Brokers of all scale are restructuring to help lenders as well as government agencies disperse the distressed commercial property on their books. In one week last month, CB Richard Ellis (CBRE), a brokerage firm based in Los Angeles, announced the launch of a restructuring services group; Cushman and Wakefield, a brokerage firm based in New York, launched a resolution group; and Adache Real Estate, a sales and marketing firm based in Ft. Lauderdale, established a bulk sales division
The timing of these three announcements wasn't a coincidence. "Some of the banks are very aggressive with foreclosing projects right now," says Adam Adache, president of Adache Real Estate. "Regions Bank foreclosed on about four or five projects in South Florida recently."
Many of those note holders?specifically those who bought them from the originator?will want to quickly work through these assets, according to Keith Misner, executive managing director of CBRE's multifamily group.
"If it is a special servicer on behalf of a mortgage conduit or CMBS loan, they just have to follow a roadmap in the documents that created the bond," Misner says. "If any of these properties come back, they have to do certain steps in creation amounts of time. They have to hire a third-party person to sell it and value it. That's where we come in."
With traditional sales methods slowing and large volumes of distressed property expected to end with debt holders and possibly even the government, brokers consider the management of these assets a growth area. In the past, CBRE, which worked with note holders and even the Resolution Trust Corp. (a government-owned entity charged with liquidating assets in the early '90s), has fundamentally restructured its existing organization to work with banks.

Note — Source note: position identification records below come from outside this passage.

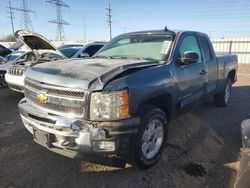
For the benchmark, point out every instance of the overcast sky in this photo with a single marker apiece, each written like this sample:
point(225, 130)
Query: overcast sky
point(218, 18)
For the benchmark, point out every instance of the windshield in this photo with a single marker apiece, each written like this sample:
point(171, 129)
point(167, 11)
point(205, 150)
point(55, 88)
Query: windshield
point(145, 46)
point(2, 60)
point(69, 52)
point(14, 55)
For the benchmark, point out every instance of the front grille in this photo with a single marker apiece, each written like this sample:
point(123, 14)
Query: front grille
point(16, 71)
point(57, 92)
point(58, 101)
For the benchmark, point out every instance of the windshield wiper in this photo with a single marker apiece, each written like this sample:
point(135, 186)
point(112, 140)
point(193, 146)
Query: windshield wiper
point(103, 56)
point(127, 57)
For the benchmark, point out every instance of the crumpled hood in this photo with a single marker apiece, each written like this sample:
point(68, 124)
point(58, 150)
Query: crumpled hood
point(86, 74)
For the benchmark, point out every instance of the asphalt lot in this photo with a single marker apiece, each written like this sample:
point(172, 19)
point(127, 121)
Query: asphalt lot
point(202, 151)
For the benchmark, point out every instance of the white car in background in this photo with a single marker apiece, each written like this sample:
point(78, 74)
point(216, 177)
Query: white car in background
point(41, 50)
point(81, 51)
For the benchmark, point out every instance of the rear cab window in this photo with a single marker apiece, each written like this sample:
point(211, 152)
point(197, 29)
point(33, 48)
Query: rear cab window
point(190, 43)
point(206, 48)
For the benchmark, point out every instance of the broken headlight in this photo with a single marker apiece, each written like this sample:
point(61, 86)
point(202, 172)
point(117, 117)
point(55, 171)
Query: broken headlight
point(109, 106)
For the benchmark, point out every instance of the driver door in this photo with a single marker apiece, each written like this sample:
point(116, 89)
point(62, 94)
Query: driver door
point(190, 78)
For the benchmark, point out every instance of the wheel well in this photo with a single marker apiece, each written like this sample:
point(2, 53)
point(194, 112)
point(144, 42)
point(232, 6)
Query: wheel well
point(231, 75)
point(162, 101)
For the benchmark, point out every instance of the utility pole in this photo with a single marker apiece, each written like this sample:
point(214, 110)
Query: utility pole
point(11, 16)
point(60, 34)
point(109, 20)
point(24, 9)
point(84, 29)
point(210, 34)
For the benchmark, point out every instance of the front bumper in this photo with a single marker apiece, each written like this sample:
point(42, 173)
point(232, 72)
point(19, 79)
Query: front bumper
point(74, 137)
point(15, 82)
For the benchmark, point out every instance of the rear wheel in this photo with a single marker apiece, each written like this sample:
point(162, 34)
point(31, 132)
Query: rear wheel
point(151, 137)
point(222, 98)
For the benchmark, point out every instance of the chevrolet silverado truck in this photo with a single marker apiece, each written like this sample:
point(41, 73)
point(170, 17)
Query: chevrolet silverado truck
point(119, 102)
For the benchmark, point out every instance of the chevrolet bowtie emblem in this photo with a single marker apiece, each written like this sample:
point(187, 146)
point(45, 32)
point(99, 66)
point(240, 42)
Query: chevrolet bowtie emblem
point(42, 97)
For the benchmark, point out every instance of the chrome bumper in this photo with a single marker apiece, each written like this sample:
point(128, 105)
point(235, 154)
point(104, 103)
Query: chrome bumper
point(69, 136)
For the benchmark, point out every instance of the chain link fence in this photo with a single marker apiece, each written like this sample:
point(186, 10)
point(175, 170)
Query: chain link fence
point(240, 47)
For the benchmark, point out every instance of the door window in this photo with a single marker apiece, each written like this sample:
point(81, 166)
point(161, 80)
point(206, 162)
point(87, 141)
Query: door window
point(91, 50)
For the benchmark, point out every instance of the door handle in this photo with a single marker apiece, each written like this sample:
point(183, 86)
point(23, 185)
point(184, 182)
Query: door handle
point(203, 72)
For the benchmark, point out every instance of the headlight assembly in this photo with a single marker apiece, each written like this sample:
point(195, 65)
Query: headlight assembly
point(109, 106)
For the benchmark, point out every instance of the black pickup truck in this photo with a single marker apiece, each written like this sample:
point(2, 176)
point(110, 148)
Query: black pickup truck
point(119, 102)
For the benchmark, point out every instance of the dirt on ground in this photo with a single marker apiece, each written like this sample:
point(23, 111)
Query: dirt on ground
point(203, 150)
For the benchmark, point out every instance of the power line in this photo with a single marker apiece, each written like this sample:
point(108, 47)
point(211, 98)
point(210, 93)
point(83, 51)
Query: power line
point(60, 34)
point(24, 9)
point(11, 16)
point(109, 20)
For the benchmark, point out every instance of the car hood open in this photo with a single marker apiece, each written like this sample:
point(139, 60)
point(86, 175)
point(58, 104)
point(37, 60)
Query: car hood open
point(34, 41)
point(85, 74)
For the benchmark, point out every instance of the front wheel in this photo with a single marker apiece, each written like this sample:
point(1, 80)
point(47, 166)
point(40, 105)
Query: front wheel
point(2, 80)
point(222, 98)
point(151, 137)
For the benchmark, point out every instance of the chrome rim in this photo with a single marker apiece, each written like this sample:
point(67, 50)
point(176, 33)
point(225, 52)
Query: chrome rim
point(227, 92)
point(152, 138)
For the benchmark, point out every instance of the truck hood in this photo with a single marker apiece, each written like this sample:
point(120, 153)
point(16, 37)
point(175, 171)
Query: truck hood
point(85, 74)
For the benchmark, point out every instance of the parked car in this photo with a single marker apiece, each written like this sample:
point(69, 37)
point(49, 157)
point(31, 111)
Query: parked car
point(120, 101)
point(4, 51)
point(87, 50)
point(41, 50)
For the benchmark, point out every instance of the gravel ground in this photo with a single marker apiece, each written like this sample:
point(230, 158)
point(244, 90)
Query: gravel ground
point(202, 150)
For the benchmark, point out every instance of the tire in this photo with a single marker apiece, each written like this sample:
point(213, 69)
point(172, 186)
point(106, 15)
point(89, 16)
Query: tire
point(222, 98)
point(2, 80)
point(151, 136)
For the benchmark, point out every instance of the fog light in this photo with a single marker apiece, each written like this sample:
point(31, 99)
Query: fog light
point(103, 145)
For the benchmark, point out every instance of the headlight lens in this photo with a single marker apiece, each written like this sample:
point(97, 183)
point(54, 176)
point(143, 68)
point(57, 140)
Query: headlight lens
point(109, 106)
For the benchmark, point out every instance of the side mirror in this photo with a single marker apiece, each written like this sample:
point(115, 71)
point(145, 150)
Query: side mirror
point(189, 57)
point(83, 55)
point(19, 61)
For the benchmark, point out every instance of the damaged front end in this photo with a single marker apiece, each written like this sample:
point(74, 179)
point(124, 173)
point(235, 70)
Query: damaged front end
point(68, 136)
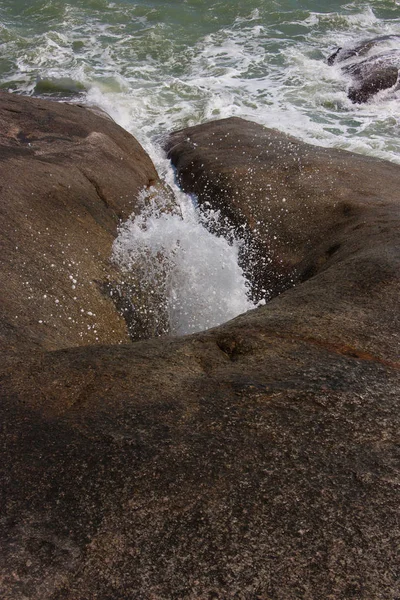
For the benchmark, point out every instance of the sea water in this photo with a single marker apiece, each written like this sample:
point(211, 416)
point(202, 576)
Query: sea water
point(157, 66)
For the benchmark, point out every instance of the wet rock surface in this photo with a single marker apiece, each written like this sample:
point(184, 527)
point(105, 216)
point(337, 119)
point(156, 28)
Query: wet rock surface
point(255, 460)
point(68, 176)
point(371, 66)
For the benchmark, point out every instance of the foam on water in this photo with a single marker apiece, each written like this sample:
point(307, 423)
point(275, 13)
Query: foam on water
point(156, 67)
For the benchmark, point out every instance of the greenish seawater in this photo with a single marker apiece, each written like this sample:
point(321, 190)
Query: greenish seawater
point(156, 66)
point(161, 65)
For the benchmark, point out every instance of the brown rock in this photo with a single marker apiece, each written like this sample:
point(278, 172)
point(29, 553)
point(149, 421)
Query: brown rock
point(256, 460)
point(67, 176)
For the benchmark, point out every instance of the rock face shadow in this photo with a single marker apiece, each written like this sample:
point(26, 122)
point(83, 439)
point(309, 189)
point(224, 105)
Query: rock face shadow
point(257, 459)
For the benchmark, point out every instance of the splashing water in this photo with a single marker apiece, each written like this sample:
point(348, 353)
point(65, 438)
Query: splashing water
point(191, 275)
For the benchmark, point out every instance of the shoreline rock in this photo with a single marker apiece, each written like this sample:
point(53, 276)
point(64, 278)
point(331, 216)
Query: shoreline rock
point(255, 460)
point(68, 177)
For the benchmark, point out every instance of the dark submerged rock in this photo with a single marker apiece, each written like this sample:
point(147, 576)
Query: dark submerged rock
point(256, 460)
point(372, 74)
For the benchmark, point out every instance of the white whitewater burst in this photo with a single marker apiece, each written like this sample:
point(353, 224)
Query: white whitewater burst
point(198, 272)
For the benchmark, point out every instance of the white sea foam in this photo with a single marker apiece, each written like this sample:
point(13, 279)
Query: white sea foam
point(153, 77)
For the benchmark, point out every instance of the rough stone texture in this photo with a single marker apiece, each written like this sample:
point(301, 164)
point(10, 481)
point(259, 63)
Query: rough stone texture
point(67, 177)
point(258, 460)
point(377, 72)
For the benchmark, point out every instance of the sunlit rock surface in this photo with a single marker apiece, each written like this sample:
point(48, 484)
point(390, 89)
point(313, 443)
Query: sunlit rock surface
point(256, 460)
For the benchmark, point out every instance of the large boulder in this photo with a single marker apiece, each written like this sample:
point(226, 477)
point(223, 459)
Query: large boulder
point(68, 176)
point(255, 460)
point(372, 64)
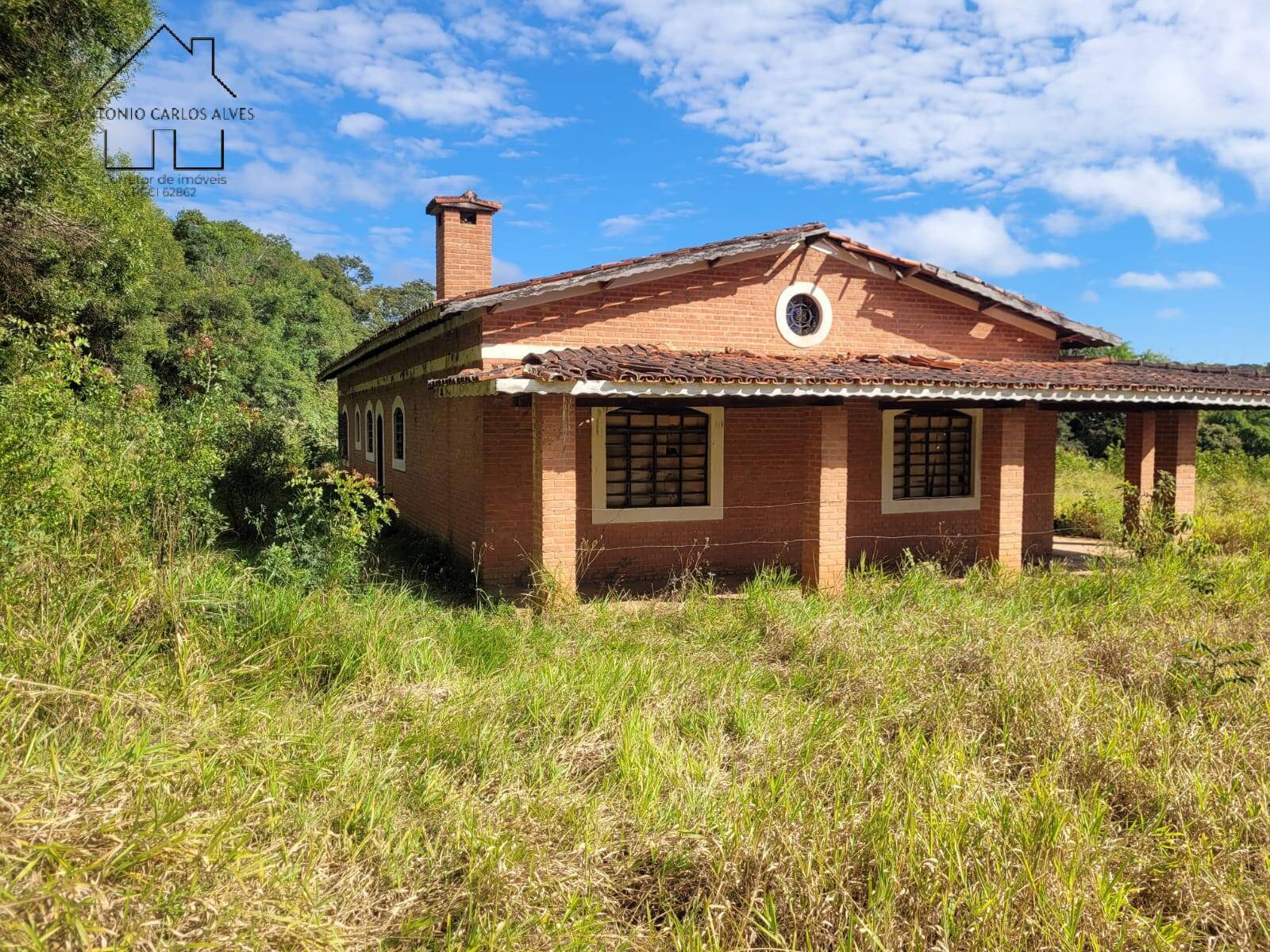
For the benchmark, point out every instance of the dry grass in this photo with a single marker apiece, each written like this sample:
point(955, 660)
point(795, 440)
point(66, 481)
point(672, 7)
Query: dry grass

"CBRE has been in the restructuring space for years in a variety of different contexts," says Spencer Levy, managing director for the company. "We took all of those initiatives that were going on locally and by product type and brought then under one umbrella. We're taking all of these services and creating a single point of contact for our clients in the distressed space."
Adache's approach is a bit different from its larger competitors. Instead of going to note holders to help value and distribute assets, it's working with the flood of potential buyers moving into South Florida in search of bulk purchases ranging from five units to 7,500 units.
"We've been dealing with buying groups," he says "As we've started getting more and more calls and were getting more calls from developers, some of the bankers we've worked with on the way are also saying they have these projects that are in trouble."